Dr Iley explained: "This means they can affect other animals like birds, helping them spread quicker. It’s unusual for influenza B to spread to pandemic levels."
Is the Japanese flu more contagious than the Aussie flu?
While it is more contagious, the symptoms are typically much less severe than the Australian flu.
Dr Iley added: "Japanese flu is easily spread amongst children as their immune systems excrete more of the virus. Likewise, their hand washing and personal hygiene is less thorough, making them ‘super spreaders’, and helping Japanese flu spread more quickly than Australian flu."
What can you do to avoid getting the Japanese flu?
Dr Iley offers three ways to contain the spread of Japanese flu: "For children under eight, the best prevention will be from the widely available flu nasal spray. Only the spray covers Yamagata, the jab does not. However by vaccinating children – who are the biggest spreaders of the virus – we’re preventing the germs being passed on to other groups. It is still worth getting the jab if you are an adult as this can help minimise symptoms should you get the flu.
"Secondly, be sure to wash your hands properly and regularly, especially before eating. It’s a good idea to carry around some hand sanitiser, especially if you’re catching public transport or if you’re in close contact to a lot of people. Flu viruses can live on hard surfaces for up to 24 hours.
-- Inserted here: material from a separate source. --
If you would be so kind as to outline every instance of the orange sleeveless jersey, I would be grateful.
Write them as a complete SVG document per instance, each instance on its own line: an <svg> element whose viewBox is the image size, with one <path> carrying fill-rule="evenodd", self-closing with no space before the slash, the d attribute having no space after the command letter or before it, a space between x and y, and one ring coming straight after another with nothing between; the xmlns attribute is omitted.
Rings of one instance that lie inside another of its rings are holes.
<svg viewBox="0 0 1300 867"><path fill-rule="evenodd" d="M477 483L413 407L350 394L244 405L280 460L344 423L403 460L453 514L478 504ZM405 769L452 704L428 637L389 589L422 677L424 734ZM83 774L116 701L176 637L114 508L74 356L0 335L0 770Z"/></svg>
"Finally, if you do get the flu then be sure to stay home. Resting will help you recover quicker, and it will also help prevent the flu from spreading further. Flu viruses can only live on a tissue for about 15 minutes, so use tissues and bin them as quickly as possible, again regularly washing your hands."
If you do get the flu, symptoms should pass on their own within a week but if you're in a high risk group (very old or very young, pregnant or hav
e other chronic medical conditions) then your GP may be able to give you anti-flu medicine.